Una seconda strada, a nostro avviso ancora più efficace, è quella di consentire agli stakeholder di comprendere l’effettivo potenziale di creazione di valore economico delle pratiche Esg che l’azienda dichiara di aver adottato. Se è vero che in una economia capitalistica l’obiettivo primario dell’impresa resta quello di creare valore per i suoi azionisti, l’adozione volontaria di comportamenti responsabili in chiave Esg risulta infatti poco credibile se tali comportamenti non sono in grado di creare valore economico. Quando Bill Gates ha deciso di destinare svariate decine di miliardi di dollari a migliorare l’assistenza sanitaria e ridurre la povertà nel mondo lo ha fatto attraverso una fondazione filantropica (la Bill & Melinda Gates) completamente separata dalla Microsoft, che mantiene la creazione di valore per i suoi azionisti quale obiettivo strategico primario. Diverse indagini empiriche hanno in effetti dimostrato che esiste una correlazione positiva tra adozione di alcune categorie di pratiche Esg e creazione di valore: le imprese che adottano comportamenti responsabili beneficiano infatti di riduzioni del costo del debito (specie nel caso di prestiti non garantiti) e dell’equity, minori costi energetici e di materie prime (come nel caso delle pratiche di riciclaggio di scarti di produzione e/o di prodotti a fine vita per generare materia prima rinnovata) e maggiori ricavi (ad esempio perché il personale è più produttivo quando il clima organizzativo è buono ed i clienti sono disposti pagare un prezzo più elevato se il prodotto che acquistano trasmette valori positivi dal punto di vista etico, sociale ed ambientale).
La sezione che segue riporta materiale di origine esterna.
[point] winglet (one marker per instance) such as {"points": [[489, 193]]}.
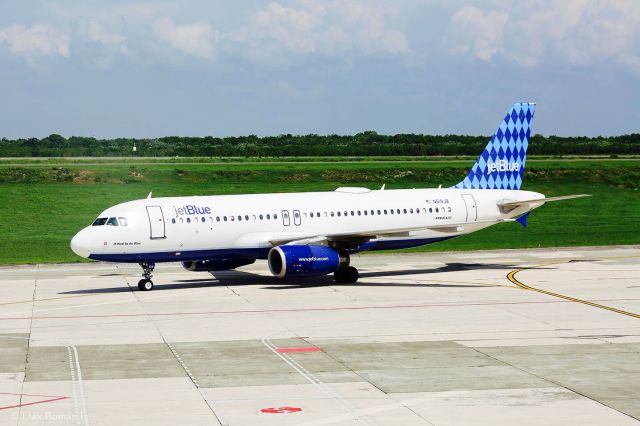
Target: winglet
{"points": [[522, 220]]}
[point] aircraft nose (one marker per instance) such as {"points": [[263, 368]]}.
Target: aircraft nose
{"points": [[80, 244]]}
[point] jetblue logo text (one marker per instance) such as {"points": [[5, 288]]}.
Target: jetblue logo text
{"points": [[503, 166], [191, 209], [313, 259]]}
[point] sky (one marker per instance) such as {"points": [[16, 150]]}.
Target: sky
{"points": [[230, 68]]}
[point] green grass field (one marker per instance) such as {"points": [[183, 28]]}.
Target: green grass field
{"points": [[42, 206]]}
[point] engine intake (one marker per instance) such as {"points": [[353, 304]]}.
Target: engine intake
{"points": [[290, 261]]}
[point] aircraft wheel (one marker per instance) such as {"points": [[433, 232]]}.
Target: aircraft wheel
{"points": [[346, 276], [145, 285]]}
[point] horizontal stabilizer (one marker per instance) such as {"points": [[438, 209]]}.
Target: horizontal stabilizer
{"points": [[509, 204]]}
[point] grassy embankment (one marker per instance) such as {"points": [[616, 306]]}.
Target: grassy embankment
{"points": [[42, 206]]}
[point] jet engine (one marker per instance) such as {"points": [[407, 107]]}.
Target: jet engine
{"points": [[216, 264], [294, 261]]}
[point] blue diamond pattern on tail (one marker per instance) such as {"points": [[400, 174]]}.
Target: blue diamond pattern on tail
{"points": [[501, 164]]}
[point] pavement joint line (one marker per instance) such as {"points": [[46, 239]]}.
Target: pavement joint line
{"points": [[340, 400], [209, 404], [556, 383], [74, 387], [294, 310], [81, 407], [511, 277]]}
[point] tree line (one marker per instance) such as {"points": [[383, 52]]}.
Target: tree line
{"points": [[362, 144]]}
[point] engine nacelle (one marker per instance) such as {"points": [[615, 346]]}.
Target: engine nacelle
{"points": [[291, 261], [216, 264]]}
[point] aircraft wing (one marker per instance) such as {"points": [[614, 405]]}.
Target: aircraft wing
{"points": [[510, 204], [361, 237]]}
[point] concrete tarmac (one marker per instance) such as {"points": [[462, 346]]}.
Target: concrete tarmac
{"points": [[545, 336]]}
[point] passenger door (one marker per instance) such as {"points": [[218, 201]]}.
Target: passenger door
{"points": [[156, 222], [472, 209], [286, 220]]}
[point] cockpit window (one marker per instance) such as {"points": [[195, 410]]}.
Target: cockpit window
{"points": [[100, 221]]}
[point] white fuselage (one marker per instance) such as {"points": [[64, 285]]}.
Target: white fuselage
{"points": [[204, 227]]}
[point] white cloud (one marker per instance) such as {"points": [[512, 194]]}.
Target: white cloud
{"points": [[37, 40], [323, 27], [197, 39], [577, 31]]}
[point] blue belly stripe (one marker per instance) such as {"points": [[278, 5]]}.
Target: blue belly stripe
{"points": [[247, 253]]}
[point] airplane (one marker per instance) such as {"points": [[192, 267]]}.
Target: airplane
{"points": [[314, 233]]}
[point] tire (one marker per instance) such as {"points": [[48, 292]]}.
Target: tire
{"points": [[346, 276]]}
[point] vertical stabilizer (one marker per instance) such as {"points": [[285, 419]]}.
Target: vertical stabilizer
{"points": [[501, 164]]}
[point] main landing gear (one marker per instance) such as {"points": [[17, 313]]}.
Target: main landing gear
{"points": [[348, 275], [146, 284]]}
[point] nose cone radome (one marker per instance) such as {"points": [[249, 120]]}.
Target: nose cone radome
{"points": [[81, 244]]}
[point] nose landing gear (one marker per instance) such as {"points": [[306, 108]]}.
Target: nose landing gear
{"points": [[146, 284]]}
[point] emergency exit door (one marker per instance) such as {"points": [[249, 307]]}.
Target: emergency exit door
{"points": [[286, 219]]}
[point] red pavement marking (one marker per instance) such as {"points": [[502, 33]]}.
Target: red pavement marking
{"points": [[289, 350], [281, 410], [52, 398]]}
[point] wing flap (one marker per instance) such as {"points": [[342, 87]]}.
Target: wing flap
{"points": [[513, 204]]}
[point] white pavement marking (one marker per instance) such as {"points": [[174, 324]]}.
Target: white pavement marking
{"points": [[342, 402], [78, 387]]}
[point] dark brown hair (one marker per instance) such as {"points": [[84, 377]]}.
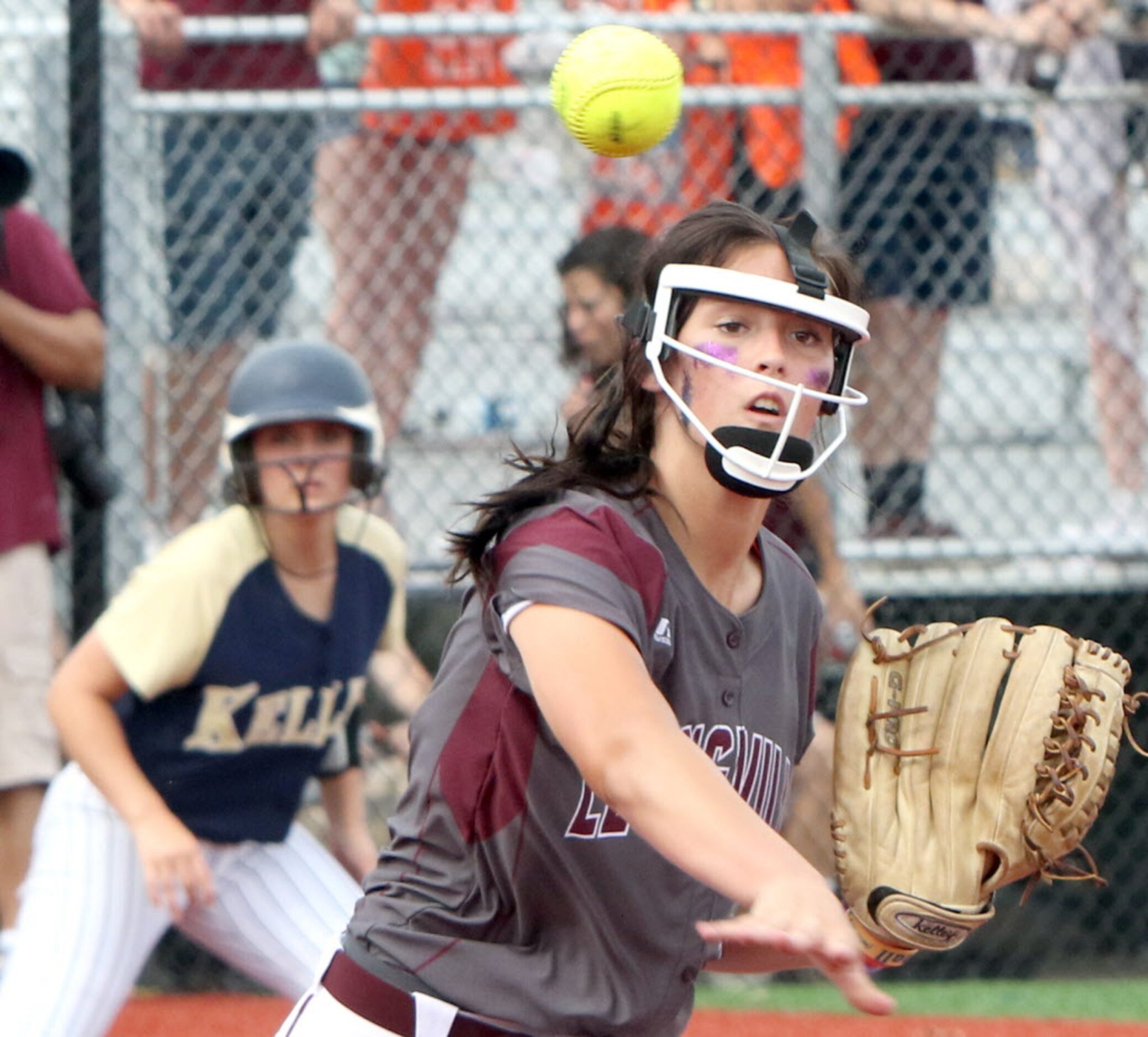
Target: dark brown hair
{"points": [[610, 442]]}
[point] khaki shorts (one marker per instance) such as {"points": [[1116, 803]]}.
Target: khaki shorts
{"points": [[29, 752]]}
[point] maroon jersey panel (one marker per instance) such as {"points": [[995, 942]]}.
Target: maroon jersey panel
{"points": [[510, 888]]}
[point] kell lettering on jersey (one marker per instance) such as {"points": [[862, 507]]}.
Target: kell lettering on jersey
{"points": [[756, 765], [300, 716]]}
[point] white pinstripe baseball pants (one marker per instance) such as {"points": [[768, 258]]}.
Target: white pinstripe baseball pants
{"points": [[86, 926]]}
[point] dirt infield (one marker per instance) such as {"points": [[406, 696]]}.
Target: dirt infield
{"points": [[246, 1015]]}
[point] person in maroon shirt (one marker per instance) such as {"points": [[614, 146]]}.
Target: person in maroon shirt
{"points": [[51, 335], [237, 194]]}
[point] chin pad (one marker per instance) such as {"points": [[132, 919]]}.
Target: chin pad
{"points": [[753, 446]]}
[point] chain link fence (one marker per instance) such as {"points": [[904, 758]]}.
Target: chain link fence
{"points": [[409, 194]]}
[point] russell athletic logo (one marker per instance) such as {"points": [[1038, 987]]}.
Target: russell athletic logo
{"points": [[754, 765]]}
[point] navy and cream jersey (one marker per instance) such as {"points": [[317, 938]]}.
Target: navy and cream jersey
{"points": [[238, 697], [510, 888]]}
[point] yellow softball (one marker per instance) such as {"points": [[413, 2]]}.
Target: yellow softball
{"points": [[618, 90]]}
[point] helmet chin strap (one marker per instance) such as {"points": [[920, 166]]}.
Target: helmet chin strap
{"points": [[749, 468]]}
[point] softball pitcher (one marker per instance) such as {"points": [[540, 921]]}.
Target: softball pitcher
{"points": [[217, 682], [597, 773]]}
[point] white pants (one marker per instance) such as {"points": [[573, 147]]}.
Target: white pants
{"points": [[86, 926], [318, 1014]]}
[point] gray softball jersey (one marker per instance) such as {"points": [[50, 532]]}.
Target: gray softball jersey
{"points": [[509, 888]]}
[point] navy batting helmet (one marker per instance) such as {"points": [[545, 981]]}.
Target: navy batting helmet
{"points": [[300, 382]]}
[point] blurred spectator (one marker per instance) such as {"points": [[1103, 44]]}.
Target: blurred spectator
{"points": [[237, 191], [51, 335], [917, 189], [600, 279], [389, 197], [1084, 153]]}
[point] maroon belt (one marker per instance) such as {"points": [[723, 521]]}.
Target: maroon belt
{"points": [[388, 1006]]}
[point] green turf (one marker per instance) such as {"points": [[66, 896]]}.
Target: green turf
{"points": [[1083, 998]]}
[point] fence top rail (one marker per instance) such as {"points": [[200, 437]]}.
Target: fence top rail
{"points": [[519, 98]]}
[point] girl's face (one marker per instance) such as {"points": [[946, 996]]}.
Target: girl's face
{"points": [[303, 465], [789, 347], [591, 311]]}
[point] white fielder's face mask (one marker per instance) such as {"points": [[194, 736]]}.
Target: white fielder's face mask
{"points": [[756, 462]]}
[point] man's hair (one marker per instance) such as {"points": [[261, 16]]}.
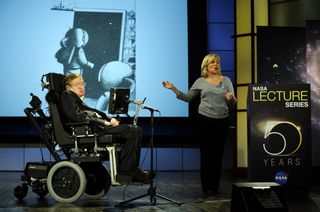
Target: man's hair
{"points": [[70, 77]]}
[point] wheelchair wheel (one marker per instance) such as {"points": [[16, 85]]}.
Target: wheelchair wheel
{"points": [[21, 191], [66, 182], [98, 179]]}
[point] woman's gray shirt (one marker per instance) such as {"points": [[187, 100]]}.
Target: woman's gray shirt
{"points": [[214, 103]]}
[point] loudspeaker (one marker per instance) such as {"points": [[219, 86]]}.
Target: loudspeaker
{"points": [[258, 196]]}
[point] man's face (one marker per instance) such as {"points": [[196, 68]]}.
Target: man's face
{"points": [[77, 86]]}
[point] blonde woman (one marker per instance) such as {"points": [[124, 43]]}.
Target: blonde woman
{"points": [[216, 94]]}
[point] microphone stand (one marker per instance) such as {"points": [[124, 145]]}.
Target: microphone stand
{"points": [[151, 190]]}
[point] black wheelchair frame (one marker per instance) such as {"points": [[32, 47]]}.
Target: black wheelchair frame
{"points": [[79, 154]]}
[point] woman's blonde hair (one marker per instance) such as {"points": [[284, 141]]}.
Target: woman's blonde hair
{"points": [[206, 61], [70, 77]]}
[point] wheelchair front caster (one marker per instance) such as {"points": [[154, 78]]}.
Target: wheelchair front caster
{"points": [[21, 191]]}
Un grande passo verso la diffusione di comportamenti aziendali responsabili potrebbe dunque venire dalla elaborazione di metriche nuove ed affidabili in grado di misurare l’impatto, attuale e potenziale, delle politiche Esg dichiarate sulla capacità di creazione di valore delle imprese. Allora sì che il comportamento responsabile dichiarato diverrebbe credibile e proprio facendo leva su tale credibilità la mano invisibile del mercato, spesso superficialmente indicata come causa di tutti i mali del mondo (ivi inclusi l’inquinamento ambientale, il peggioramento climatico, l’esclusione sociale), potrebbe diventare una leva formidabile per stimolare, diffondere e far evolvere pratiche Esg effettive, efficaci ed economicamente sostenibili.